Meet the other academies in the SBUSD:
Dos Pueblos High School, The Academy
The Academy at Dos Pueblos focuses on individualized attention to a student’s entire life to help them be successful. The students are assigned tutors, counseling, mentors and guided studies classes to help them navigate the world of high school and the real world after graduation. Grade-point-averages among Academy students rise to 2.39 from 1.41 after three quarters in the program, according to the school’s Web site.
The Academy, on the Dos Pueblos campus at 7266 Alameda Ave., has strong community and business partnerships to keep funding and mentor programs active.
Dos Pueblos Engineering Academy
Nationally recognized, the Dos Pueblos Engineering Academy is the shining star of the Santa Barbara Unified School District’s academies. Started in 2002, students take three years of engineering courses in addition to their usual workload, which encourages advanced science and math classes.
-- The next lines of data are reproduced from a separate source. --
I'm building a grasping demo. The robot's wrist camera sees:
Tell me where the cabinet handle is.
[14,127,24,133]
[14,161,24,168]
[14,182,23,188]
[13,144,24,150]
The robotics team competes in the international FIRST Robotics Competition and this month will be heading to the Long Beach regionals, where teams showcase their robots.
The Elings Center for Engineering Education is the academy’s new home on the Dos Pueblos campus, completed last fall with the help of the Dos Pueblos Engineering Academy Foundation, a who’s who of local high-tech industry heavyweights and community sponsors. The building has a computer room, a machine shop, prototype room and engineering classrooms and laboratories.
San Marcos High School AAPLE Academy
The Accelerated Academic Program for Leadership and Enrichment (AAPLE) Academy pushes students to take challenging classes and further engage through guest speakers, summer programs, studying abroad and preparing for college admissions. It’s designed to be a four-year program with 120 total students, but has 30 freshmen and 30 sophomores in this, its second year.
Santa Barbara High School Green Academy
Students with green thumbs can get involved in environmental classes, projects and clubs with Santa Barbara High’s Green Academy. They have access to SBCC environmental horticulture classes and a strong STEM (science, technology, engineering and mathematics) curriculum at the high school at 700 E. Anapamu St.
Multimedia, Art & Design Academy at Santa Barbara High School
In a three-year, career-focused program, students of Santa Barbara High’s Multimedia, Art & Design (MAD) Academy take art and technology classes for both high school and SBCC credits. They participate in internships and get engaged in the community through guest speakers, presentations and field trips.
Visual Arts and Design Academy at Santa Barbara High School
Students in Santa Barbara High’s Visual Arts and Design Academy have guest speakers in class, job shadowing and internships, artists-in-residence and partnerships with local colleges and art-related businesses. Students can take SBCC illustration and design classes for dual credit. VADA’s goal is to integrate advanced classes with art and design and support students in small classes with a “family-like environment,” according to its Web site.